For-profit prison companies “were likely to face negative headlines and persistent contract uncertainty under a Clinton White House,” Isaac Boltansky, senior vice president and policy analyst at Washington-based Compass Point Research & Trading, wrote after the election. “We expect a Trump administration to be more supportive given its focus on immigration and crime.”

In a Nov. 13 interview with 60 Minutes, Trump said he intends to move ahead with plans to deport or detain millions of undocumented immigrants after he takes office: “What we are going to do is get the people that are criminal and have criminal records, gang members, drug dealers, we have a lot of these people, probably 2 million, it could be even 3 million, we are getting them out of our country or we are going to incarcerate.”

In July and August, GEO Group contributed a total of $200,000 to groups working to elect Trump. Mother Jones reported its largest contribution came on Aug. 19, the day after the Justice Department announced it would phase out private prisons. “Our company’s political activities focus entirely on promoting the use of public-private partnerships, including in the delivery of offender rehabilitation programs, both in-custody and post-release,” says spokesman Pablo Paez. “As a matter of long-standing policy, our company does not take a position on or advocate for or against any specific criminal justice, sentencing, or immigration policy.”
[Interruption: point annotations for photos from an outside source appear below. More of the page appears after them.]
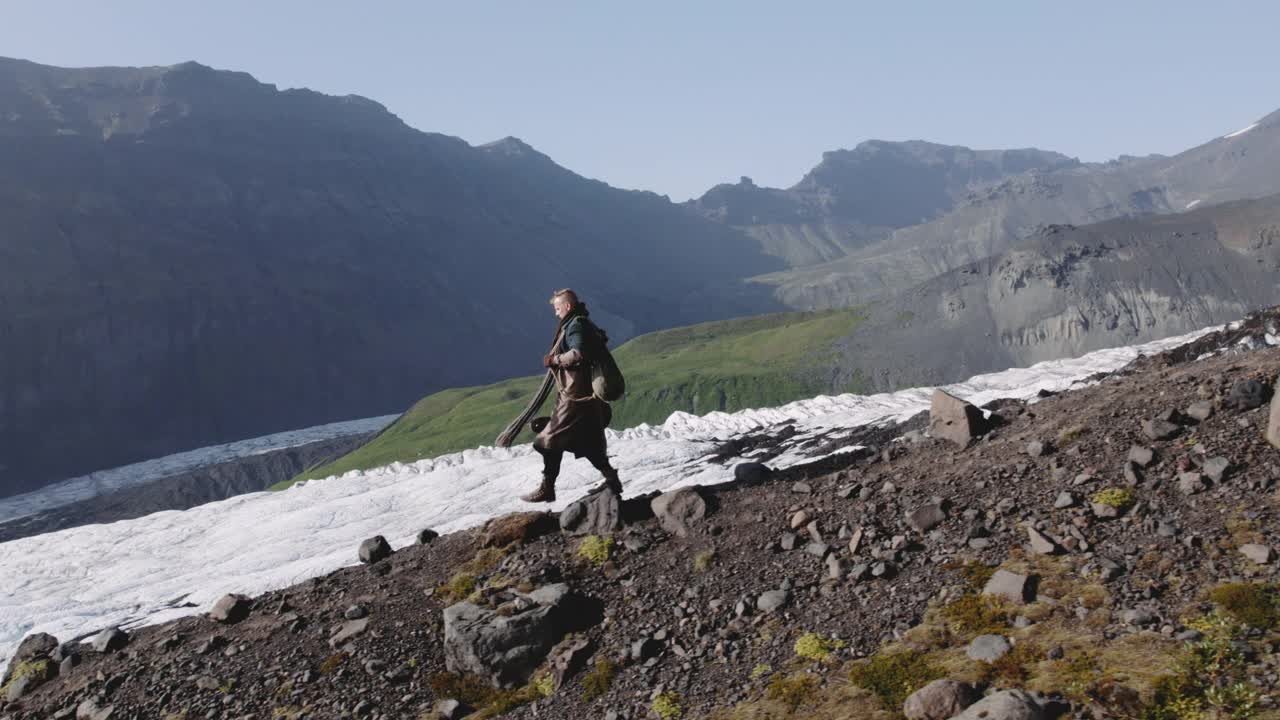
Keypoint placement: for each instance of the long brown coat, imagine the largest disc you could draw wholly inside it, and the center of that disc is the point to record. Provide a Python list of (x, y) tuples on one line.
[(579, 419)]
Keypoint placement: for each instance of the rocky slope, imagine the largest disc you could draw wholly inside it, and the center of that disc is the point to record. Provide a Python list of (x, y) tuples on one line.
[(187, 490), (192, 256), (997, 215), (1072, 290), (1105, 552)]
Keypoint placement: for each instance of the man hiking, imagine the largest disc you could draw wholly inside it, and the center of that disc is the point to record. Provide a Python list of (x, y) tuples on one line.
[(579, 419)]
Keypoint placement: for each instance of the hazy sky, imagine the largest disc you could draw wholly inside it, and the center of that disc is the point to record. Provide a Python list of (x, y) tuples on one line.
[(679, 96)]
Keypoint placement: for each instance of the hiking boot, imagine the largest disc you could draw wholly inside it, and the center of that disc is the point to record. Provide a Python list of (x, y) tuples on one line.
[(611, 482), (545, 492)]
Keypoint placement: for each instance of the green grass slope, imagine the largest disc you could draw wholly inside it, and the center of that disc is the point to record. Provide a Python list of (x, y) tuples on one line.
[(726, 365)]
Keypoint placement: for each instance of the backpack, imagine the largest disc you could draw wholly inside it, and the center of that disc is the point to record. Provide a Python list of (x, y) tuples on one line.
[(607, 381)]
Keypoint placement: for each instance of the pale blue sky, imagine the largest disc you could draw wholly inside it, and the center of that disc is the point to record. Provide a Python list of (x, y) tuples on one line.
[(679, 96)]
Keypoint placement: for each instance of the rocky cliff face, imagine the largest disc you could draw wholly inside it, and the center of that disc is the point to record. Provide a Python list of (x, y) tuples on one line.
[(191, 256), (858, 196), (1072, 290), (995, 217)]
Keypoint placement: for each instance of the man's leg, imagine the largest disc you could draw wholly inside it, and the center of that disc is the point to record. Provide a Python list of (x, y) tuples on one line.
[(545, 491), (600, 461)]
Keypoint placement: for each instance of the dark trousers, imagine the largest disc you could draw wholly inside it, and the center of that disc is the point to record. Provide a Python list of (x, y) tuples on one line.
[(552, 461)]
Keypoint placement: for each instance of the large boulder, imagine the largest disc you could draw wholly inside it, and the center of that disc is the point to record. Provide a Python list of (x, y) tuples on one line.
[(940, 700), (517, 527), (1004, 705), (506, 648), (597, 514), (33, 647), (231, 609), (954, 419), (679, 510), (374, 550), (1274, 424)]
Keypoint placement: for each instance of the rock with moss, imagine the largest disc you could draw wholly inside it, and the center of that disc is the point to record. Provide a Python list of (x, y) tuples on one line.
[(679, 510), (506, 648), (940, 700), (1004, 705), (597, 514)]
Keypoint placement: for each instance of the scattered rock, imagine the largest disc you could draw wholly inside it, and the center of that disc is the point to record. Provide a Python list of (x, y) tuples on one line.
[(348, 630), (374, 550), (1216, 468), (954, 419), (926, 518), (771, 601), (1009, 586), (519, 528), (1247, 395), (752, 472), (1004, 705), (1160, 429), (1201, 410), (940, 700), (988, 648), (110, 639), (1260, 554), (1191, 483), (1274, 424), (506, 648), (679, 509), (597, 514), (231, 609), (1141, 456), (1041, 545)]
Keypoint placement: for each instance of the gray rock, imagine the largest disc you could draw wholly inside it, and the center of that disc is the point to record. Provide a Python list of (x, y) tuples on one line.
[(1104, 510), (1041, 545), (1274, 423), (940, 700), (1247, 395), (1004, 705), (33, 647), (90, 710), (1191, 483), (1201, 411), (1009, 586), (1141, 456), (506, 648), (1160, 429), (231, 609), (1139, 616), (348, 630), (752, 472), (1260, 554), (597, 514), (449, 709), (771, 601), (110, 639), (374, 550), (954, 419), (988, 648), (1216, 468), (679, 510), (926, 518)]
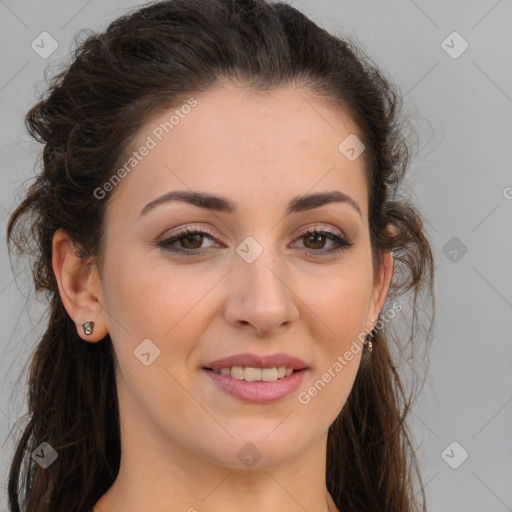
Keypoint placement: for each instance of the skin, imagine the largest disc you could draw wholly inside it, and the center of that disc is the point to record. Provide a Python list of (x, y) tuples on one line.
[(180, 432)]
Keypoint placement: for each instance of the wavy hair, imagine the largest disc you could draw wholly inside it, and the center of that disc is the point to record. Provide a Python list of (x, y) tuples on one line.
[(148, 60)]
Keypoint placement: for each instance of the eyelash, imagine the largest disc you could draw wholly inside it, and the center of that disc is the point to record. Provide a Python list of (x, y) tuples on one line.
[(342, 243)]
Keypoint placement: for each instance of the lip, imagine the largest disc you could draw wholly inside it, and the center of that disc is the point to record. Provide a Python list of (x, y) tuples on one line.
[(257, 361), (259, 392)]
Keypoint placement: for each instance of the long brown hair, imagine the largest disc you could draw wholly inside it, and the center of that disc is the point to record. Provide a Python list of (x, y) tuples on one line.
[(149, 60)]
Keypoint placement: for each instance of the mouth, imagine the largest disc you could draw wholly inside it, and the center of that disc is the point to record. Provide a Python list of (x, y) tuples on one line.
[(248, 384), (251, 374)]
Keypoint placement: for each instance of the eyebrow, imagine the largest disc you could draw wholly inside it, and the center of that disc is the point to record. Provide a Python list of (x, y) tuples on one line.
[(223, 204)]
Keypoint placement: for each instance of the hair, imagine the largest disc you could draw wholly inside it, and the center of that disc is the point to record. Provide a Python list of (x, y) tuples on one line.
[(149, 60)]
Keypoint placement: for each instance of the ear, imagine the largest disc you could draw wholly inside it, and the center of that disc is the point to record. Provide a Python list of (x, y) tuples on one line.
[(380, 289), (79, 286)]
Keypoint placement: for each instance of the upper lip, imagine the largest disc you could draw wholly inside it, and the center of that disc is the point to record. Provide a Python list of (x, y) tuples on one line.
[(256, 361)]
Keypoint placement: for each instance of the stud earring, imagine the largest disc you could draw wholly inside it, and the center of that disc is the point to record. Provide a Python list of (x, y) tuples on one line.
[(88, 327)]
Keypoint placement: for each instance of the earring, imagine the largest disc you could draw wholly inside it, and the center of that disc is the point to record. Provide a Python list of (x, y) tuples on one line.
[(368, 344), (88, 327)]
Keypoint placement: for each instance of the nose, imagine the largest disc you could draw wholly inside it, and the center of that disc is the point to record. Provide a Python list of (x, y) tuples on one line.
[(261, 297)]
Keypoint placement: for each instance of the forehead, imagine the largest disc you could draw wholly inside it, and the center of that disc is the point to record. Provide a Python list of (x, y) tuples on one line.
[(245, 145)]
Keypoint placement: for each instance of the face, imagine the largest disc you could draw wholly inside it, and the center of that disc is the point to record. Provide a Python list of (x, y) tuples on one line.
[(254, 280)]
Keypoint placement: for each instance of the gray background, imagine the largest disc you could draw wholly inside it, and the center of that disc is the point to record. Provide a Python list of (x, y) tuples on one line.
[(461, 181)]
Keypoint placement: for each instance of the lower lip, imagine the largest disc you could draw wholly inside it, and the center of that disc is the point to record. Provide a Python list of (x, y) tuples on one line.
[(259, 392)]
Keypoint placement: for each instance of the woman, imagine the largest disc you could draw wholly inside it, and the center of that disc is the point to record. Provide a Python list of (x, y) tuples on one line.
[(224, 250)]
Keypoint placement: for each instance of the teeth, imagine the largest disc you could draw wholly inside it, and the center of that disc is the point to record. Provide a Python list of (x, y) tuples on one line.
[(256, 374)]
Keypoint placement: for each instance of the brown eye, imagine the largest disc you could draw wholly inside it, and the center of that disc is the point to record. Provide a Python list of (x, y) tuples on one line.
[(314, 241), (193, 241)]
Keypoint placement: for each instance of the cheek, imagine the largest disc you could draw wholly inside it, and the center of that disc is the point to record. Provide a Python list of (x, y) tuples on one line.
[(155, 300)]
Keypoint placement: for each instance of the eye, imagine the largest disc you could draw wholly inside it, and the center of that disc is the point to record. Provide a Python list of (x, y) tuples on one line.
[(318, 238), (190, 239)]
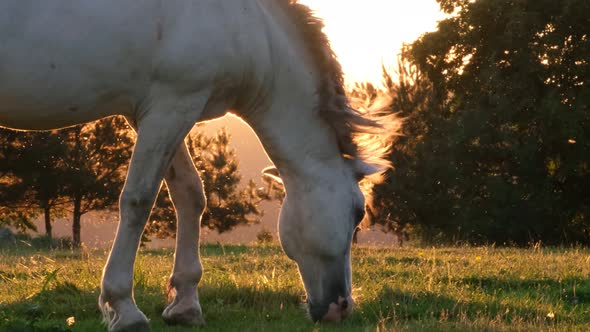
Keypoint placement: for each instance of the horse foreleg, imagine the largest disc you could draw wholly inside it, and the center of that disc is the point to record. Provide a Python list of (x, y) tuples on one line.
[(186, 192), (161, 129)]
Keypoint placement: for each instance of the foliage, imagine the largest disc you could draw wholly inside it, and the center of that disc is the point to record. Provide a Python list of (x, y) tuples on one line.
[(408, 289), (49, 172), (32, 176), (497, 141), (97, 157)]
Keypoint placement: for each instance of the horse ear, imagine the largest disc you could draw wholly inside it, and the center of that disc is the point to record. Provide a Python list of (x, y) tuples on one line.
[(363, 169), (272, 173)]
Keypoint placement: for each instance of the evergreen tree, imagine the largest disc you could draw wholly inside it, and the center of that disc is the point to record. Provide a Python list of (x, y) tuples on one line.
[(498, 148), (227, 205), (97, 158)]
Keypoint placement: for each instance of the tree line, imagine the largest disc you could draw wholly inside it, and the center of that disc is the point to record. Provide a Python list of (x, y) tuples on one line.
[(496, 144), (73, 171)]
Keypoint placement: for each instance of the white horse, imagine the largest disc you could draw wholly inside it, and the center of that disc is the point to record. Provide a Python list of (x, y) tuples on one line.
[(166, 65)]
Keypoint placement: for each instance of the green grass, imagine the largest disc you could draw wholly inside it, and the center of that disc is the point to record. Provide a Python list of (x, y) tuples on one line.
[(256, 288)]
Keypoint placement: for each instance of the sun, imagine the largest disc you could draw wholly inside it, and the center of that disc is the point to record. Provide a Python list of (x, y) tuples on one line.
[(368, 34)]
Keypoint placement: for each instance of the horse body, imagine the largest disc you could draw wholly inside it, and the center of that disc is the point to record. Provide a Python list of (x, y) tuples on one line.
[(63, 65), (166, 65)]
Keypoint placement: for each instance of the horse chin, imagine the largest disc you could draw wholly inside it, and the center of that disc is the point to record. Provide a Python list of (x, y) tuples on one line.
[(332, 313)]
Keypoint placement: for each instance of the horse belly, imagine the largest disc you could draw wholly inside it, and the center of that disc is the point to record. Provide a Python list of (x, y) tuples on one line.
[(64, 64)]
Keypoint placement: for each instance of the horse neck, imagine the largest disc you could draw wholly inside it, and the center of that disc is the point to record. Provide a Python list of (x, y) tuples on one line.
[(298, 141)]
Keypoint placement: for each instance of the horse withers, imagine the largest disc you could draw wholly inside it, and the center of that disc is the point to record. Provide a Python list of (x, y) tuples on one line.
[(166, 65)]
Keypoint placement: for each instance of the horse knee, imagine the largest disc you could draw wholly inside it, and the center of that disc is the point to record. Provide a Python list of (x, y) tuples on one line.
[(187, 277), (135, 200)]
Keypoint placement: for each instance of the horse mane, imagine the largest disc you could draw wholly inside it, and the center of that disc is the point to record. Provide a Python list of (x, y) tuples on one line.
[(365, 136)]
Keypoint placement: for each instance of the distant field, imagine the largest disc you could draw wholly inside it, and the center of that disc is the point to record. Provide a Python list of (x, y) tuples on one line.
[(256, 288)]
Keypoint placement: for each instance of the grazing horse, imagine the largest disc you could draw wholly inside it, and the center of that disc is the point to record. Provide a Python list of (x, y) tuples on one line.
[(166, 65)]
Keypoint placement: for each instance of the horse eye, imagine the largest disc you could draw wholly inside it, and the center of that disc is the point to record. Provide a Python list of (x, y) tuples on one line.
[(359, 215)]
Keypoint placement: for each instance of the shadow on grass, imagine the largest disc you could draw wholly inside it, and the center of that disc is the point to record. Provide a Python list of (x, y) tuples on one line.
[(49, 309), (573, 290), (394, 306)]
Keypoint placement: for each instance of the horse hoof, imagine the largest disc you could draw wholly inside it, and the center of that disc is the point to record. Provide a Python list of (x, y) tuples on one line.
[(140, 326), (191, 317)]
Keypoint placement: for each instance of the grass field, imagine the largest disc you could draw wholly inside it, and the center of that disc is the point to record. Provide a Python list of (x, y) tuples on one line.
[(256, 288)]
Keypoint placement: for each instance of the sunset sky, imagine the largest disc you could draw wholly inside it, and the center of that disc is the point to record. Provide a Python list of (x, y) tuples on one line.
[(367, 33)]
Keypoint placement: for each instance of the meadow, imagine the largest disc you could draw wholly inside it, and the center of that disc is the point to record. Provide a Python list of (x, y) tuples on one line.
[(256, 288)]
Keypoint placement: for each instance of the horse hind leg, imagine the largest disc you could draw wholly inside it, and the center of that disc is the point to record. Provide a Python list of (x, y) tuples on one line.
[(186, 192), (160, 130)]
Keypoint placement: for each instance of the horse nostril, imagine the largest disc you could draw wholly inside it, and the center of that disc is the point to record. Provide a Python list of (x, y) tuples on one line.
[(344, 304)]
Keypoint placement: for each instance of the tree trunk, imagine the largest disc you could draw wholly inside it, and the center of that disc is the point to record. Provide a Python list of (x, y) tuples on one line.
[(76, 222), (355, 235), (48, 227)]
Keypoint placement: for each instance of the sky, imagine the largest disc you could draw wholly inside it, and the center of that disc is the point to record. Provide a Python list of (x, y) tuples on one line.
[(366, 33)]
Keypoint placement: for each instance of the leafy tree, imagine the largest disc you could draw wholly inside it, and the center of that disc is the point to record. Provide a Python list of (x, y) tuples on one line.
[(97, 158), (33, 176), (497, 148), (227, 204)]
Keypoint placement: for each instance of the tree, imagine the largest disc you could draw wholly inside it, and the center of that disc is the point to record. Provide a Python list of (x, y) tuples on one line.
[(227, 204), (33, 176), (97, 157), (499, 150)]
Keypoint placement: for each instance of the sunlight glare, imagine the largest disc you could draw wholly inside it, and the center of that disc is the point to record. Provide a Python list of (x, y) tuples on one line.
[(366, 34)]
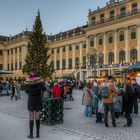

While investors see upside for prison companies, they’re showing signs of caution. CoreCivic’s stock is valued at only a little more than half its 2016 peak. GEO Group has had a stronger recovery, but it’s still shy of its top value, reached earlier this year.

It’s not clear that the government would require a dramatic increase in detention center capacity even if Trump’s deportation plans are enacted. Border crossings have fallen, cutting into the demand for facilities to hold people arrested as they come into the U.S. Undocumented immigrants not caught at the border are entitled to post bond while removal proceedings move through immigration courts. Those courts face a backlog of more than 520,000 cases, according to the Transactional Records Access Clearinghouse at Syracuse University, which tracks law enforcement statistics.

The Obama administration has already been targeting undocumented immigrants with criminal records for deportation. ICE estimates that 1.9 million immigrants with criminal records are in the U.S., according to a September Congressional Research Service report. That includes people who have green cards and visas. A July 2015 report from the nonprofit Migration Policy Institute put the number of undocumented immigrants with criminal records at about 820,000. Of those, 690,000 are already being flagged to ICE for deportation.

Obama has also, controversially, overseen raids and deportations of undocumented immigrants, including women and children who fled Central America in 2014. “We’ve already experienced increasing criminalization of immigration in the past few years,” says Jeremy Mohler, a researcher at the Washington watchdog group In The Public Interest. “Trump’s plan would be more of the same but on steroids.”

The bottom line: Obama vowed to cut federal reliance on prison contractors, but Trump’s immigration plans may mean new business.